As AI in education approaches general intelligence, teachers face a crucial decision. They can teach students to think with AI or let them become passive users of machine-made answers. The reality in classrooms is straightforward—students are using AI as a quick answer machine. They watch TikTok tutorials to learn how to write perfect essays about Hamlet in just minutes.
This dilemma isn't just about cheating; it's also about the consequences that follow. It's about the future of human learning itself.
We may already be in the era of 'peak humanity'. We live in an era of high levels of education, reasoning, and creativity. This is true for many people, according to substantial research by Hamilton, Wiliam, and Hattie. AI is growing quickly. It can already match and even exceed many of our thinking skills. Because of this, we might have fewer reasons to learn and improve.
The question isn't whether to use AI in education—it's how to use it as a thinking partner rather than a replacement for thought.
The Answer Machine vs. Thinking Partner Distinction
The difference between these approaches matters more than most educators realize, as highlighted in educator Phillip Alcock's recent LinkedIn observation:
Answer Machine Approach:
- "What are Hamlet's motivations?" → Gets complete analysis → Copies it → Learns nothing
- Student becomes a passive consumer of AI-generated content
- Critical thinking skills atrophy over time
Thinking Partner Approach:
- "I'm studying Hamlet. What questions should I explore to understand his motivations?" → Gets thoughtful questions → Develops own analysis → Actually learns
- Student maintains agency in the learning process
- AI enhances rather than replaces human reasoning
This distinction becomes crucial when we consider that current AI systems already exceed the average human in numerous domains. AI systems can score higher than 90% of people on standardized tests. They also have verbal IQ scores in the top 0.02% of the population.
The Urgency of Getting AI in Education Right
The stakes couldn't be higher. Research suggests we should work on the assumption that we may be only two years away from Artificial General Intelligence (AGI) capable of undertaking all complex human tasks to a higher standard than us.
If students become dependent on AI as an answer machine now, they risk what researchers call "mass downgrading of human capabilities." Many might even lose the ability to read and write, as these skills would serve no useful purpose in day-to-day living.
The irony is profound: just as AI makes thinking more important than ever, students are using it to avoid thinking altogether.
A Framework for AI as a Thinking Partner
Progressive educators, such as Phillip Alcock at PBL Future Labs, are developing structured approaches to address this challenge. Their comprehensive 'BUILD Framework for Teaching Students to Think with AI' creates three types of learning missions designed to develop genuine AI literacy rather than AI dependency.

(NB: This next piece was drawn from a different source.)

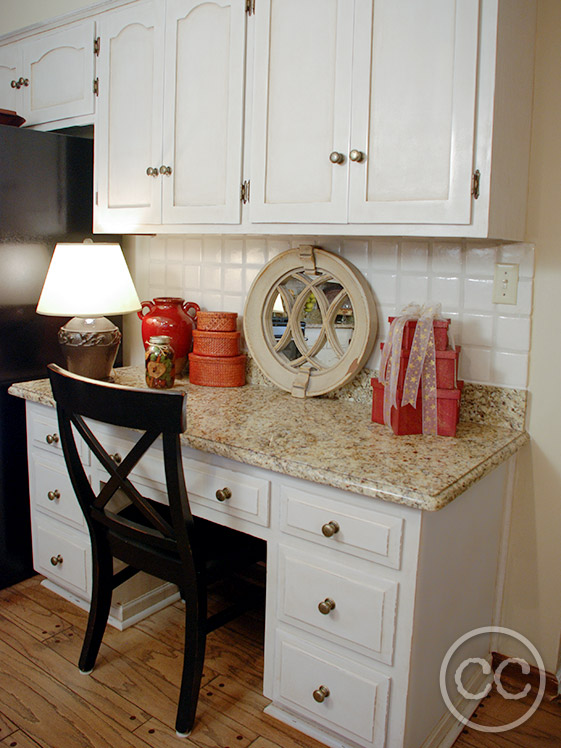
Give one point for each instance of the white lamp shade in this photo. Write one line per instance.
(88, 280)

The BUILD framework acknowledges that various learning contexts necessitate distinct approaches to AI integration. Rather than adopting blanket policies that either ban or universally embrace AI, this framework offers nuanced guidance that helps students develop critical thinking skills while learning to collaborate effectively with AI tools.
No AI Missions
Build thinking foundations through:
- Critical analysis without technological assistance
- Socratic discussions and debates
- Reflective writing that requires personal insight
- Problem-solving that develops core reasoning skills
Optional AI Missions
Students choose when to engage AI while building their personal AI toolbox:
- Research assistance that maintains student agency
- Brainstorming support that sparks rather than replaces creativity
- Writing feedback that improves rather than substitutes student work
✅ Recommended AI Missions
Structured AI collaboration where students:
- Learn to craft effective prompts that elicit thinking rather than answers
- Practice iterative refinement of AI responses
- Develop skills in evaluating and synthesizing AI-generated content
Practical Guardrails for Classroom Implementation
Rather than thinking of an AI policy, educators should approach it with guardrails or guidelines for schools to follow. These should include best teaching practices on how educators can critically utilize the tool while guiding students' use of the technology to foster critical thinking.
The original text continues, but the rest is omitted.